Hello :)
J'espère que ce nouveau chapitre vous plaira !
En attendant, je vous souhaite un joyeux Noël et de très belles fêtes :)
Bonne lecture !
Chapitre Vingt-Sept
4 décembre 1979, tard dans la soirée, Poudlard
James avait l'impression que chaque parole, chaque geste de cette soirée-là était un pas de plus vers un cauchemar dont il ne parvenait décidément pas à se réveiller. Si quelqu'un, quelques heures plus tôt, lui avait annoncé ce que cette convocation chez Dumbledore lui apporterait, il aurait ri au nez de son interlocuteur. Pourtant il avait beau se pincer, rien ne parvenait à stopper le cours de ces événements. Tout était bien réel. Et ce n'était plus un jeu.
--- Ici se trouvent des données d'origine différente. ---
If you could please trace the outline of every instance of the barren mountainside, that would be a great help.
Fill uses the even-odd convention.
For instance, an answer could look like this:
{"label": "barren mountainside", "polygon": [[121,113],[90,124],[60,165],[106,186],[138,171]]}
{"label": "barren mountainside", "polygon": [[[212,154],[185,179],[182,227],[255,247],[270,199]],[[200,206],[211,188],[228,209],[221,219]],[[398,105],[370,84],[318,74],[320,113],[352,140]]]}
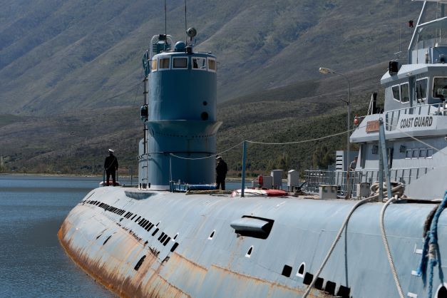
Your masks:
{"label": "barren mountainside", "polygon": [[[398,3],[402,2],[400,5]],[[167,32],[185,38],[185,1],[167,0]],[[165,32],[163,2],[0,1],[2,113],[130,106],[140,60]],[[220,102],[394,58],[418,3],[372,0],[187,1],[197,50],[218,58]]]}

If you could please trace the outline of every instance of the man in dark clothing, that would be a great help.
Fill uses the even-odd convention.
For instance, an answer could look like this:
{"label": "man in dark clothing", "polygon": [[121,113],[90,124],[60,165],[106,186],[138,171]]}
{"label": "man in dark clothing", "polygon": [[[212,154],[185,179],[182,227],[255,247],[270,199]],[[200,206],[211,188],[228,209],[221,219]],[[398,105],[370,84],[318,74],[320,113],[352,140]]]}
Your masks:
{"label": "man in dark clothing", "polygon": [[218,190],[222,185],[222,190],[225,190],[225,176],[228,171],[227,163],[222,159],[220,156],[216,158],[217,165],[216,165],[216,190]]}
{"label": "man in dark clothing", "polygon": [[113,186],[116,185],[115,173],[115,171],[118,170],[118,160],[116,157],[113,155],[113,152],[112,149],[108,150],[109,155],[106,158],[106,161],[104,162],[104,170],[106,170],[106,173],[107,174],[107,186],[110,185],[109,180],[111,175],[112,175]]}

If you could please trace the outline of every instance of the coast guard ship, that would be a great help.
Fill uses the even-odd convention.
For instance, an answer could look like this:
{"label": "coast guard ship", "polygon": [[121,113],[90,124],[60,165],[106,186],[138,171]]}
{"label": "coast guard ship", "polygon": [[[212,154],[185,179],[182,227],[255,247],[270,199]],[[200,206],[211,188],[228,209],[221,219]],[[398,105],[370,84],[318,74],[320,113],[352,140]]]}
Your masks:
{"label": "coast guard ship", "polygon": [[447,18],[426,21],[428,6],[408,64],[391,61],[382,77],[384,111],[371,108],[351,137],[361,145],[352,183],[380,190],[352,200],[324,200],[321,185],[323,197],[211,190],[216,57],[194,51],[192,29],[186,43],[155,36],[138,186],[82,199],[58,232],[68,255],[121,297],[447,297],[447,43],[437,31]]}

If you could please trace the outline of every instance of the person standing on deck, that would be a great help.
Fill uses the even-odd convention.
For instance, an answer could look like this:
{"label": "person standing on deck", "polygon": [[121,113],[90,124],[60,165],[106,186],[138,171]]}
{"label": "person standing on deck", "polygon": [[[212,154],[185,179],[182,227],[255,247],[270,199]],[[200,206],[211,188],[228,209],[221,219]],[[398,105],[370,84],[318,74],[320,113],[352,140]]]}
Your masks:
{"label": "person standing on deck", "polygon": [[113,155],[113,151],[112,149],[108,150],[108,156],[106,158],[104,161],[104,170],[107,174],[107,186],[110,185],[109,180],[111,175],[112,175],[112,183],[113,186],[116,185],[115,173],[118,170],[118,160],[116,157]]}
{"label": "person standing on deck", "polygon": [[216,165],[216,190],[222,187],[222,190],[225,190],[225,177],[228,171],[227,163],[220,156],[217,156],[216,160],[217,160],[217,165]]}

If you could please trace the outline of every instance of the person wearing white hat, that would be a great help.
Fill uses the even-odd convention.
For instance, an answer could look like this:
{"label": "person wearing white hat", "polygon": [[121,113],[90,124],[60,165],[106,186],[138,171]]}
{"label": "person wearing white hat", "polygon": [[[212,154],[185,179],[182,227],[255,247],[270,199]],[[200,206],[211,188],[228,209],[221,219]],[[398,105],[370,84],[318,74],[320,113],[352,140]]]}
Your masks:
{"label": "person wearing white hat", "polygon": [[113,151],[112,149],[108,150],[108,156],[106,158],[104,161],[104,170],[107,174],[107,186],[110,185],[109,180],[111,175],[112,175],[112,183],[113,186],[116,185],[115,173],[118,170],[118,160],[116,157],[113,155]]}
{"label": "person wearing white hat", "polygon": [[222,187],[222,190],[225,190],[225,177],[228,171],[227,163],[222,159],[220,155],[216,158],[217,165],[216,165],[216,190]]}

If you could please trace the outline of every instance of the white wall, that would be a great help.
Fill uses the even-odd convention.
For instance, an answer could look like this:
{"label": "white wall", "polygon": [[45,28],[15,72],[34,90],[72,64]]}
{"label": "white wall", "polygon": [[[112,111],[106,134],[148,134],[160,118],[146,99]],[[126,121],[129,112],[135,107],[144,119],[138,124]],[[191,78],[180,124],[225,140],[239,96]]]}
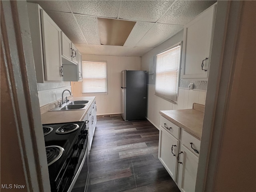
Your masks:
{"label": "white wall", "polygon": [[[38,83],[39,104],[41,107],[61,98],[61,95],[65,89],[71,91],[70,82],[60,83]],[[65,91],[63,96],[70,95],[68,91]]]}
{"label": "white wall", "polygon": [[140,70],[141,58],[82,55],[83,60],[106,61],[108,94],[84,95],[81,82],[72,82],[74,97],[96,96],[98,115],[121,113],[121,72],[122,70]]}
{"label": "white wall", "polygon": [[[148,71],[149,64],[153,57],[183,39],[183,31],[177,34],[151,50],[141,59],[141,70]],[[159,128],[160,121],[159,111],[192,108],[193,103],[204,104],[206,91],[205,90],[188,90],[187,88],[179,88],[177,104],[173,104],[155,95],[155,66],[154,75],[148,76],[147,85],[148,110],[147,117],[156,127]]]}

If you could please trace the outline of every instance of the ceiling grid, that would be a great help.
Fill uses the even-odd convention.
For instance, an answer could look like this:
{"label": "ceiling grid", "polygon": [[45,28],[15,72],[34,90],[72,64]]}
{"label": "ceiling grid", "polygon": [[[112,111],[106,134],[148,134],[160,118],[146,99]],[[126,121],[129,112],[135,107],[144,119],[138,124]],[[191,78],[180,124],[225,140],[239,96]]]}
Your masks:
{"label": "ceiling grid", "polygon": [[[178,32],[216,1],[27,1],[39,4],[82,54],[142,56]],[[98,18],[136,23],[123,46],[103,45]]]}

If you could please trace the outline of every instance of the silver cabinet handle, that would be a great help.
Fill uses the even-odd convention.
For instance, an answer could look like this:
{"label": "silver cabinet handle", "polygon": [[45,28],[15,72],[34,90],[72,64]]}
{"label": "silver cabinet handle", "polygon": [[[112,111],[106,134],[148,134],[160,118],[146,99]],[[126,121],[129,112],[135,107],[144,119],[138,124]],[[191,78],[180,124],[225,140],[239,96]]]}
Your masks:
{"label": "silver cabinet handle", "polygon": [[60,66],[60,75],[62,77],[63,76],[63,66]]}
{"label": "silver cabinet handle", "polygon": [[73,51],[74,51],[74,50],[72,49],[72,48],[70,48],[70,49],[72,51],[72,54],[71,54],[71,57],[73,57],[73,55],[74,55],[74,52],[73,52]]}
{"label": "silver cabinet handle", "polygon": [[172,145],[172,148],[171,148],[171,149],[172,150],[172,154],[174,156],[176,156],[172,152],[172,150],[173,150],[173,147],[176,147],[176,145]]}
{"label": "silver cabinet handle", "polygon": [[182,162],[179,162],[179,160],[180,160],[180,157],[179,157],[179,155],[180,155],[180,154],[181,154],[182,153],[183,153],[183,152],[182,152],[182,151],[181,151],[178,154],[178,156],[177,157],[177,160],[178,160],[178,163],[180,163],[180,164],[182,164]]}
{"label": "silver cabinet handle", "polygon": [[191,145],[191,148],[192,148],[192,149],[194,150],[194,151],[195,153],[197,153],[198,154],[199,154],[199,152],[198,152],[198,151],[196,150],[196,149],[194,149],[194,148],[193,148],[193,147],[192,146],[192,144],[193,144],[193,143],[191,142],[189,143]]}

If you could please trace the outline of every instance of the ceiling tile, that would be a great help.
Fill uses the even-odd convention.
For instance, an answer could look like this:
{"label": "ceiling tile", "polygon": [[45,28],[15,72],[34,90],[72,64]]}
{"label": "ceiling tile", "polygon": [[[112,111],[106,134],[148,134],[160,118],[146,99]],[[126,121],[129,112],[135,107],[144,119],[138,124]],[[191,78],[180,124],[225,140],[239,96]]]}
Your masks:
{"label": "ceiling tile", "polygon": [[156,22],[174,1],[121,1],[119,18]]}
{"label": "ceiling tile", "polygon": [[71,13],[51,11],[48,11],[47,12],[72,42],[86,43],[75,19]]}
{"label": "ceiling tile", "polygon": [[70,13],[70,11],[66,1],[27,1],[39,4],[44,10],[61,11]]}
{"label": "ceiling tile", "polygon": [[78,15],[75,16],[87,43],[100,45],[97,18]]}
{"label": "ceiling tile", "polygon": [[216,1],[176,1],[158,22],[185,25]]}
{"label": "ceiling tile", "polygon": [[81,54],[115,56],[141,56],[152,49],[152,47],[132,47],[111,45],[89,45],[75,43]]}
{"label": "ceiling tile", "polygon": [[92,54],[87,44],[82,43],[74,43],[74,44],[81,54]]}
{"label": "ceiling tile", "polygon": [[122,47],[116,48],[112,53],[112,55],[116,56],[134,56],[140,57],[148,52],[152,47]]}
{"label": "ceiling tile", "polygon": [[117,18],[119,1],[69,1],[74,13]]}
{"label": "ceiling tile", "polygon": [[155,47],[176,34],[183,28],[183,26],[156,23],[136,46]]}
{"label": "ceiling tile", "polygon": [[154,24],[154,23],[136,22],[124,46],[135,46]]}

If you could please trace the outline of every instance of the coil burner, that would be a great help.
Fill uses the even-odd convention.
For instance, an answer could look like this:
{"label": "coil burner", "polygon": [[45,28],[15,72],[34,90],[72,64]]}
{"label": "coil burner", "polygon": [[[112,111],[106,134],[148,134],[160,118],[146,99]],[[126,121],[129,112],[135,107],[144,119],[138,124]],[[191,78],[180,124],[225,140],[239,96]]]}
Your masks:
{"label": "coil burner", "polygon": [[53,130],[50,127],[43,127],[43,131],[44,131],[44,136],[49,134]]}
{"label": "coil burner", "polygon": [[77,124],[67,124],[58,128],[56,130],[57,134],[67,134],[75,131],[79,128]]}
{"label": "coil burner", "polygon": [[53,145],[46,147],[48,166],[56,161],[61,156],[64,149],[59,146]]}

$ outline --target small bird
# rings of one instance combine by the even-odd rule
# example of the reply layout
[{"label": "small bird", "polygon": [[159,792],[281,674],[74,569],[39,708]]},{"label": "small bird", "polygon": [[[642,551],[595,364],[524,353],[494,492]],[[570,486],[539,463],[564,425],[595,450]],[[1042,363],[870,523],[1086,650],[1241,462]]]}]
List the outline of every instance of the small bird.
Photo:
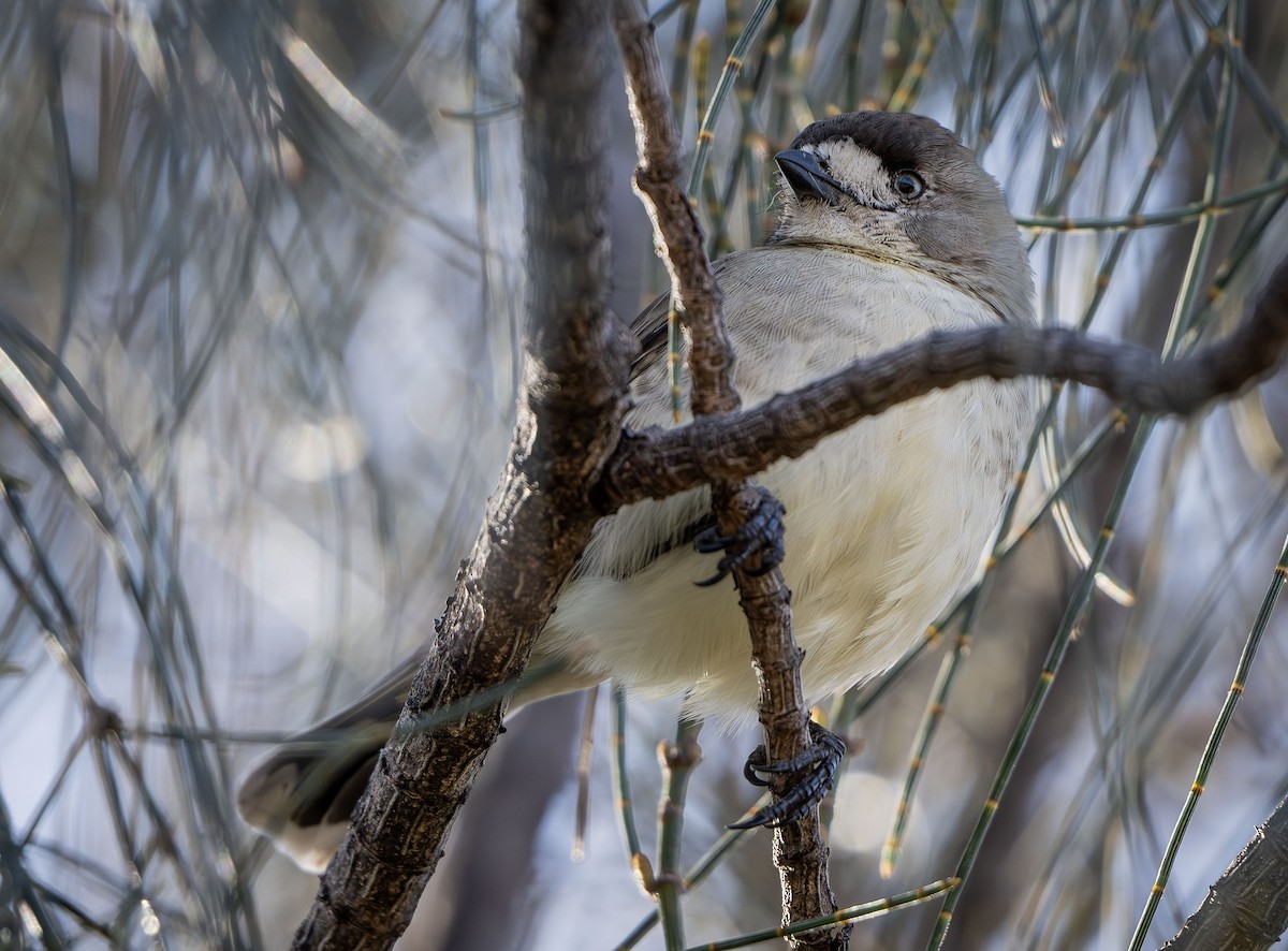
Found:
[{"label": "small bird", "polygon": [[[1033,274],[1001,188],[957,138],[911,113],[809,125],[777,156],[778,228],[715,263],[744,405],[935,330],[1032,325]],[[634,325],[632,429],[674,425],[666,302]],[[836,433],[759,477],[786,509],[783,573],[809,702],[893,665],[971,579],[1034,423],[1020,380],[976,380]],[[753,719],[747,625],[692,544],[710,491],[603,519],[559,595],[510,710],[612,678],[687,693],[692,715]],[[730,586],[732,588],[732,586]],[[420,657],[283,744],[243,780],[243,820],[322,871],[388,740]],[[336,736],[350,735],[349,741]]]}]

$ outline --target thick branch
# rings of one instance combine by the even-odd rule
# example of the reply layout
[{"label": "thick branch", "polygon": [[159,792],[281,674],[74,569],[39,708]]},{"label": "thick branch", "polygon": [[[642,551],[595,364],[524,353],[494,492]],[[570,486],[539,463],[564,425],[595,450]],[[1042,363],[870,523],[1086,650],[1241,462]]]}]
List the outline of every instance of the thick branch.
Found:
[{"label": "thick branch", "polygon": [[522,673],[590,537],[586,490],[626,408],[635,344],[607,308],[603,8],[523,0],[519,21],[528,293],[526,392],[510,460],[296,947],[384,948],[406,929],[496,740],[502,704],[430,732],[413,724]]},{"label": "thick branch", "polygon": [[1288,799],[1257,827],[1166,951],[1265,951],[1288,930]]},{"label": "thick branch", "polygon": [[1162,362],[1144,347],[1063,327],[936,332],[750,410],[634,434],[609,461],[596,501],[613,510],[715,479],[753,476],[866,416],[981,376],[1077,380],[1144,412],[1188,415],[1271,372],[1285,343],[1288,260],[1234,334],[1181,360]]},{"label": "thick branch", "polygon": [[[690,334],[690,399],[696,418],[723,425],[741,405],[733,385],[733,348],[724,331],[721,296],[702,245],[697,214],[681,184],[679,138],[653,27],[639,0],[614,0],[613,30],[626,67],[626,88],[635,121],[640,165],[635,188],[653,220],[658,250],[671,274],[676,307]],[[744,481],[751,473],[711,479],[712,509],[723,533],[748,517],[760,496]],[[787,553],[791,558],[791,553]],[[791,591],[777,568],[753,576],[734,572],[751,633],[751,653],[760,684],[759,711],[770,762],[790,760],[810,744],[802,652],[792,639]],[[775,863],[782,879],[784,921],[818,917],[836,911],[828,883],[827,847],[818,813],[774,832]],[[796,947],[844,948],[849,927],[796,938]]]}]

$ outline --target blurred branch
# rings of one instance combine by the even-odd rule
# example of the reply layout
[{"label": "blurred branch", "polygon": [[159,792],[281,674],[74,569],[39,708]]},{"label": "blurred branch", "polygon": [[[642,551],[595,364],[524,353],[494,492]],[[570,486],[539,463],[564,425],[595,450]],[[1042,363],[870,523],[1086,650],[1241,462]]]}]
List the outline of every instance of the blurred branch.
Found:
[{"label": "blurred branch", "polygon": [[[509,464],[429,658],[296,947],[388,947],[406,929],[501,725],[504,702],[412,724],[527,664],[595,521],[586,481],[617,441],[634,344],[607,308],[607,24],[598,0],[519,4],[527,390]],[[515,593],[522,591],[522,597]],[[486,622],[484,622],[486,619]]]},{"label": "blurred branch", "polygon": [[[766,4],[757,12],[764,9]],[[724,332],[720,289],[703,250],[697,213],[681,184],[679,135],[653,43],[653,27],[640,0],[614,0],[612,22],[622,50],[640,156],[635,189],[649,211],[658,250],[671,276],[676,308],[685,314],[690,331],[693,414],[720,425],[720,416],[741,405],[730,374],[733,349]],[[712,482],[712,509],[721,535],[732,535],[766,501],[746,482],[751,474]],[[759,575],[738,570],[734,581],[751,629],[766,762],[795,760],[811,740],[800,677],[804,652],[792,638],[791,591],[777,567]],[[782,790],[775,787],[777,791]],[[827,857],[817,807],[801,821],[774,830],[774,862],[781,878],[784,924],[836,911]],[[791,943],[793,947],[844,948],[849,946],[849,932],[846,925],[793,937]]]},{"label": "blurred branch", "polygon": [[1164,951],[1265,951],[1288,929],[1288,799],[1257,827]]},{"label": "blurred branch", "polygon": [[1189,415],[1274,371],[1288,344],[1288,260],[1252,313],[1221,343],[1160,361],[1148,348],[1064,327],[996,325],[943,331],[855,361],[817,383],[724,419],[634,433],[595,490],[605,510],[663,499],[715,479],[755,474],[796,459],[823,437],[935,389],[981,376],[1045,376],[1095,387],[1142,412]]}]

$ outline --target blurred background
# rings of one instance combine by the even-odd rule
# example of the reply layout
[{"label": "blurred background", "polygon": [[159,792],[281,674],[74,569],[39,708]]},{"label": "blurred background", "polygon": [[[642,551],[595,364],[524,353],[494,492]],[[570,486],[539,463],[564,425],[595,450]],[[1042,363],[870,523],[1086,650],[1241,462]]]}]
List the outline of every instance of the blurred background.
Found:
[{"label": "blurred background", "polygon": [[[1283,255],[1275,0],[649,9],[685,143],[750,44],[697,195],[715,254],[772,229],[775,151],[867,107],[931,115],[978,151],[1046,323],[1185,352]],[[526,280],[515,45],[514,4],[493,0],[0,5],[0,945],[281,947],[303,916],[316,879],[232,794],[267,744],[425,638],[496,485]],[[629,320],[666,281],[617,97]],[[1288,532],[1283,375],[1181,423],[1048,396],[1009,557],[895,679],[826,711],[855,750],[829,807],[840,902],[917,888],[952,874],[1043,657],[1075,635],[954,948],[1128,943]],[[1274,620],[1146,946],[1288,791],[1284,633]],[[581,861],[574,696],[511,722],[404,947],[609,948],[648,915],[605,692],[590,702]],[[627,716],[649,853],[677,706]],[[687,860],[753,802],[755,744],[703,735]],[[936,910],[863,923],[854,946],[922,947]],[[693,942],[777,924],[769,835],[739,840],[685,914]]]}]

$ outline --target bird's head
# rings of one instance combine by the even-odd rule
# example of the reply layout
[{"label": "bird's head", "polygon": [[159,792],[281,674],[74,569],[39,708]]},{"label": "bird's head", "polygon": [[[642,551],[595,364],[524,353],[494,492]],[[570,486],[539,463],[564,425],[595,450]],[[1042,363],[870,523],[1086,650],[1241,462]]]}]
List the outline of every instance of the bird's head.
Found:
[{"label": "bird's head", "polygon": [[997,180],[933,119],[846,112],[775,156],[782,218],[772,242],[850,250],[926,271],[1033,321],[1033,274]]}]

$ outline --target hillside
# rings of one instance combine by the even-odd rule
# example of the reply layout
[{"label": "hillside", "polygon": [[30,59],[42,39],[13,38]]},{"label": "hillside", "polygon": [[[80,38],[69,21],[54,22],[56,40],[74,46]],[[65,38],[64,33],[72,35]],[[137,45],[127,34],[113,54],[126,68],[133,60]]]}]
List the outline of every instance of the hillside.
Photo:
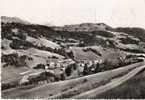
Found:
[{"label": "hillside", "polygon": [[3,16],[1,50],[2,90],[37,87],[142,62],[145,30],[104,23],[45,26]]}]

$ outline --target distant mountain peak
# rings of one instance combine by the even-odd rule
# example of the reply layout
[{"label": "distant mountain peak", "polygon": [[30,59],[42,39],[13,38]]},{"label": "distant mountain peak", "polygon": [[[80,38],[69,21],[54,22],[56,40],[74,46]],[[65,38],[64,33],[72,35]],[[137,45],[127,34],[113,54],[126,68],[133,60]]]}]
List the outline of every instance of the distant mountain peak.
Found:
[{"label": "distant mountain peak", "polygon": [[21,24],[30,24],[27,21],[24,21],[18,17],[7,17],[7,16],[1,16],[1,22],[2,23],[21,23]]}]

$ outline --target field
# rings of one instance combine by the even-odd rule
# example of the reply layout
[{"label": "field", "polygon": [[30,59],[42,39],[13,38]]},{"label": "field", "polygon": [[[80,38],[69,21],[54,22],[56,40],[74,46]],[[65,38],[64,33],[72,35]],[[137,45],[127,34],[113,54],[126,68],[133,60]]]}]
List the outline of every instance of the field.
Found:
[{"label": "field", "polygon": [[[111,79],[119,74],[128,72],[129,70],[142,65],[141,63],[132,64],[129,66],[121,67],[114,70],[109,70],[105,72],[100,72],[93,75],[88,75],[76,79],[54,82],[50,84],[45,84],[32,89],[13,89],[10,91],[3,91],[3,98],[48,98],[49,96],[56,95],[58,93],[67,91],[72,88],[80,87],[82,83],[92,84],[94,82],[100,83],[104,80]],[[85,86],[85,85],[84,85]],[[87,88],[87,87],[86,87]],[[81,91],[83,92],[83,91]]]}]

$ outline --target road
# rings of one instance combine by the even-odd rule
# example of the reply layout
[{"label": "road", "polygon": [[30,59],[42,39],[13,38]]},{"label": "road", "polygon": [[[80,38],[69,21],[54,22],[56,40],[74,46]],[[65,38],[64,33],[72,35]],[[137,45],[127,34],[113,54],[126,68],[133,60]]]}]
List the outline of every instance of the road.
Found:
[{"label": "road", "polygon": [[132,78],[133,76],[135,76],[137,73],[139,73],[141,70],[145,69],[145,65],[140,66],[135,68],[134,70],[130,71],[128,74],[122,76],[121,78],[117,79],[117,80],[113,80],[112,82],[104,85],[104,86],[100,86],[96,89],[84,92],[82,94],[76,95],[72,98],[77,98],[77,99],[89,99],[89,98],[94,98],[96,95],[101,94],[103,92],[106,92],[108,90],[111,90],[117,86],[119,86],[120,84],[126,82],[127,80],[129,80],[130,78]]},{"label": "road", "polygon": [[90,81],[90,82],[91,81],[100,82],[104,79],[115,77],[123,72],[126,72],[130,69],[136,68],[141,65],[142,63],[131,64],[131,65],[117,68],[114,70],[100,72],[100,73],[96,73],[93,75],[88,75],[88,76],[84,76],[84,77],[80,77],[76,79],[41,85],[39,87],[35,87],[32,89],[16,88],[16,89],[11,89],[10,91],[6,90],[6,91],[2,91],[2,97],[3,98],[29,98],[29,99],[48,98],[51,95],[56,95],[58,93],[61,93],[64,90],[81,85],[84,79],[87,79],[87,81]]}]

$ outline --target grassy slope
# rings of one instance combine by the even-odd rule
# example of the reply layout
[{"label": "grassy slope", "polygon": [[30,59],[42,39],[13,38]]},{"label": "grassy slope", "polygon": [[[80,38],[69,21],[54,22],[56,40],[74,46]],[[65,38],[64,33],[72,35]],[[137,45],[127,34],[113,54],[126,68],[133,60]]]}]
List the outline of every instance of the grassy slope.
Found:
[{"label": "grassy slope", "polygon": [[145,71],[131,78],[119,87],[96,98],[142,99],[145,98]]},{"label": "grassy slope", "polygon": [[66,80],[61,82],[54,82],[46,84],[30,90],[14,89],[12,91],[6,91],[2,93],[3,98],[48,98],[51,95],[56,95],[63,91],[69,90],[76,86],[80,86],[87,79],[87,82],[102,82],[103,80],[115,77],[129,69],[140,66],[140,63],[128,65],[126,67],[121,67],[118,69],[100,72],[94,75],[88,75],[81,78],[76,78],[72,80]]}]

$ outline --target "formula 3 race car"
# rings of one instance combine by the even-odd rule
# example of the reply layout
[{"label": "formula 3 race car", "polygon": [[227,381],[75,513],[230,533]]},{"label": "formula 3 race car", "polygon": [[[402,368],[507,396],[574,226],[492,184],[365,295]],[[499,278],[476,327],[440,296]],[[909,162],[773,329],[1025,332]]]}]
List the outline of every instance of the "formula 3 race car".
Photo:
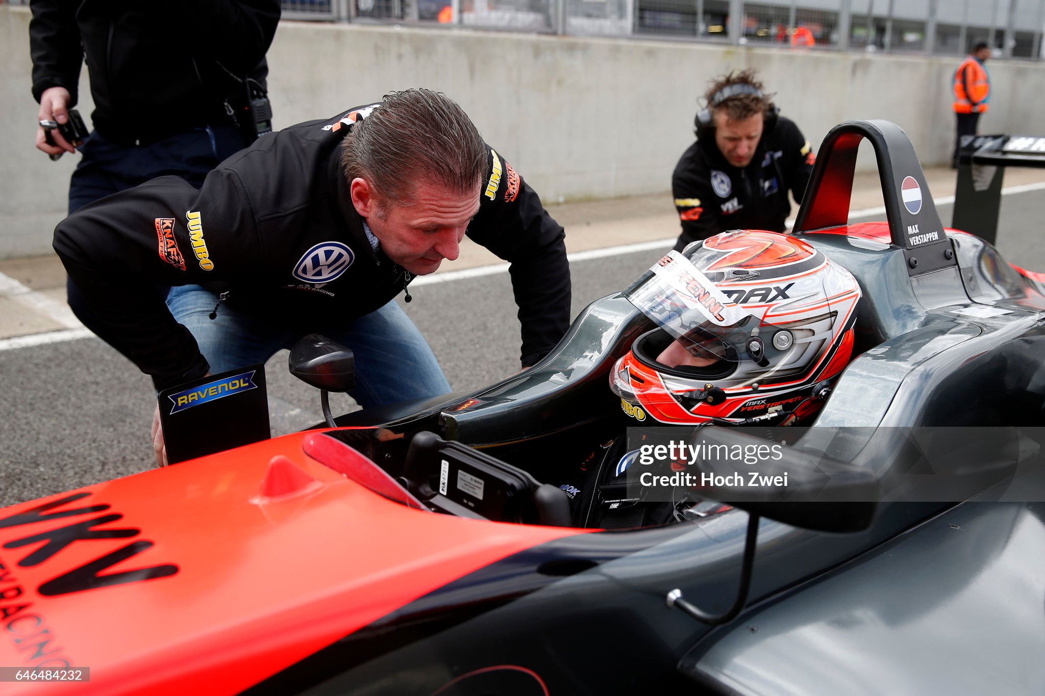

Cela ne l'était plus depuis la fin de leurs études, pourtant il avait toujours cru qu'un jour, le ciel se dégagerait. Mais s'il jetait un oeil sur les dernières semaines, il devait se rendre à l'évidence. Le ciel s'obscurcissait de jour en jour, et il semblait avoir atteint son paroxysme à cet instant précis. Le nombre d'occupants dans la pièce avait sensiblement augmenté au cours des dernières heures.
Sirius avait d'abord été convié. Il était arrivé avec un air confus, ressemblant à un enfant qui aurait été convoqué chez le directeur après une bêtise dont il ne serait pas parvenu à se souvenir. Mais lorsqu'il avait compris de quoi il en retournait ... La voix angoissée de Sirius résonnait encore dans la mémoire de James. Ce dernier avait parfaitement compris le refus de son meilleur ami. Il s'en était d'ailleurs voulu d'avoir essayer de l'embarquer dans cette galère. Il aurait dû savoir que Sirius ne s'était pas encore remis de la mort de son frère. Il aurait dû savoir que lui demander d'assumer ce rôle provoquerait chez son meilleur ami une telle angoisse. Depuis qu'ils avaient quitté Poudlard, ils avaient tous perdu leur assurance, en une certaine mesure. Et devenir le gardien du secret de quelqu'un n'était jamais facile, surtout en ces temps troublés. Mais en même temps, il avait tellement espéré que Sirius accepterait ...
Il avait fallu trouver quelqu'un d'autre. Les heures étaient passées, et Alastor les avait rejoint, bientôt imité par le reste des maraudeurs. Lorsque Lily avait proposé Remus, après le refus de Sirius, l'auror avait grimacé, avant de rappeler qu'il n'était pas encore totalement blanchi dans cette histoire de trahison. Les yeux de la jeune femme s'était enflammé, et s'ils avaient pu lancer des sortilèges, le manteau de Maugrey se serait rapidement réduit à un tas de cendre. Aucun d'eux ne croyait à la culpabilité du jeune homme. Minerva avait d'ailleurs manqué de s'étouffer en apprenant que son cas n'était pas réglé, et que certains le croyaient encore coupable. Remus avait gardé son calme, hoché la tête d'un air résigné, et il n'y avait plus eu à y revenir.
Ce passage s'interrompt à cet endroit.